Montag, 23, came through her procedures without injury, although she said she was in jeopardy during recovery.
She said she “almost died after my procedure” because she “had too much Demerol like Michael Jackson did and my breathing was five breaths per minute which is like almost dead.”
“I was in so much pain, and like, literally crying, and just saying, I– I felt like I wanted to die almost,” she said.
Montag’s surgeon, Dr. Frank Ryan of Beverly Hills denied that she was in danger. In fact, the operation consisted of just “little tweaks … all kind of small things,” he said.
Montag had her ears pinned back, got new breast implants, a brow lift, Botox in her forehead and between her eyebrows, buttock augmentation, a nose job revision, fat injections in her cheeks and lips, a chin reduction, and liposuction on her neck, waist, hips and thighs.
“Pushing the envelope, trying to satisfy patients’ requests, may be pushing the envelope on safety too,” said Ambe. He is the surgeon who performed last summer’s facelift for Lynne Curtin of “Real Housewives of Orange County.”
Shortly after Fernandez’ death, the Orange County Register published the following list of liposuction-related tragedies:
California, 1994: A 39-year-old woman has a heart attack and stops breathing after liposuction surgery at a La Jolla clinic. She dies because her doctor does not know how to respond to the emergency.
California, 1996: A 43-year-old Los Angeles woman bleeds to death after her doctor leaves her bedside after surgery to check on another injured liposuction patient recovering at his home.
Texas, 1996: A 48-year-old Texas woman dies from a massive infection that liquefies her trachea after her doctor punctures her colon.
Nevada, 1997: Three Las Vegas-area women operated on by different surgeons die within three months of each other from blood clots, after cosmetic surgeries that included liposuction.
Orange County, 1997: A 45-year-old La Habra woman dies a grisly death when doctors pump 32 liters of fluid into her body, diluting her blood and then sucking out so much of it that she goes into shock by the end of a 10 1/2-hour surgical marathon.
New York, 1998:
A 33-year-old man dies from complications of general anesthesia after undergoing liposuction performed by a woman who was not a doctor.
Kentucky, 1998: An obese 28-year-old Kentucky man loses so much blood from liposuction that he dies of shock.
Utah, 1998: A woman in her 40s dies from a fluid and electrolyte imbalance from an overly ambitious surgery.
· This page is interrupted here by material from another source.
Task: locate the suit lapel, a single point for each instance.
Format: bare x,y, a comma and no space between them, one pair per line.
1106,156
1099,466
California, 1998: A 25-year-old hairstylist has a possible reaction to a drug given to her for liposuction surgery and dies two weeks after slipping into a coma.
Despite technological advances, liposuction can still be hazardous, as demonstrated by these incidents from last year:
Brazil, 2009: Tameka Foster Raymond, 37, the wife of singer Usher, suffered a cardiac arrest while she was being prepared for liposuction. She was hospitalized for more than a week.
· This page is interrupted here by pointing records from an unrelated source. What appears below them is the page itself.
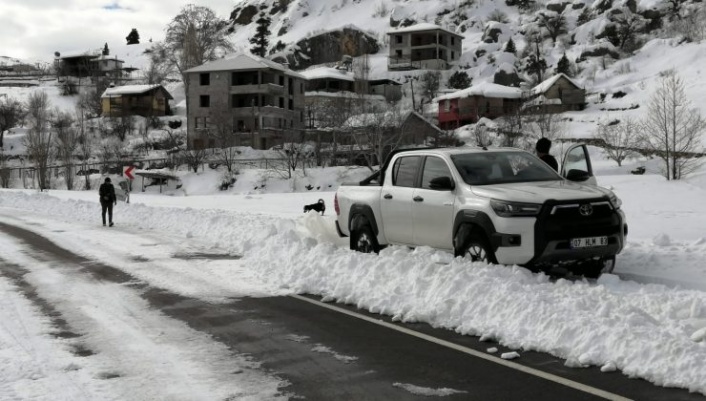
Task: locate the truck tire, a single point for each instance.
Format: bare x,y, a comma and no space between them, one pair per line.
478,249
604,265
363,240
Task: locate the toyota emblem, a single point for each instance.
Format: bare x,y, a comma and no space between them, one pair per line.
586,209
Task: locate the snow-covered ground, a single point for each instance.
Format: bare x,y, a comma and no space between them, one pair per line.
648,320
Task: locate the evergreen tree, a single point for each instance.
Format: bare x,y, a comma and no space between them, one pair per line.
133,38
510,46
564,66
261,38
459,80
536,66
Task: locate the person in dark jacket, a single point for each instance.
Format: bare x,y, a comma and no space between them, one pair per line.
108,199
542,147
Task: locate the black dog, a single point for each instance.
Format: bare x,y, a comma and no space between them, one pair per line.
319,206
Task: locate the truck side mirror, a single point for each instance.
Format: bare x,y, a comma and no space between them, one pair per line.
577,175
442,184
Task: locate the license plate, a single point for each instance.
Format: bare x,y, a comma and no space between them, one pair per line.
589,242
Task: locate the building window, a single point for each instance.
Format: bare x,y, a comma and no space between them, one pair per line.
202,122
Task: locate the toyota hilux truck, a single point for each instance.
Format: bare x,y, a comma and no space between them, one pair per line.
497,205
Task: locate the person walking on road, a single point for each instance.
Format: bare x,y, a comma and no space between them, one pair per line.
542,147
108,199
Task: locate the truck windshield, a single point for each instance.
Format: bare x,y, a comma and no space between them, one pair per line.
502,168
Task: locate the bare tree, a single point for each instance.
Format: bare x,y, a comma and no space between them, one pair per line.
377,132
196,35
194,158
66,142
545,124
628,24
122,126
553,22
534,62
430,82
510,127
4,171
38,140
620,139
673,128
11,114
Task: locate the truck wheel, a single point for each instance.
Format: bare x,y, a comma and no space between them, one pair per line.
479,250
363,240
604,265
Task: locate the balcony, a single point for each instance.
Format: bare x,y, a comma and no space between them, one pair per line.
266,89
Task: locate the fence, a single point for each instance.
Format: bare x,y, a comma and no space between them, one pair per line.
28,174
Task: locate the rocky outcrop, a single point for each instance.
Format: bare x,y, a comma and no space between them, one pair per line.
244,16
330,47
Florida, 2009: A 37-year-old nurse in Florida died after liposuction at a medspa.
Liposuction remains the second-most-popular type of plastic surgery, behind breast implants.
Doctors in the United States performed 341,000 liposuction operations in 2008, compared to 355,700 breast implant procedures, according to the latest survey by the American Society for Aesthetic Plastic Surgery.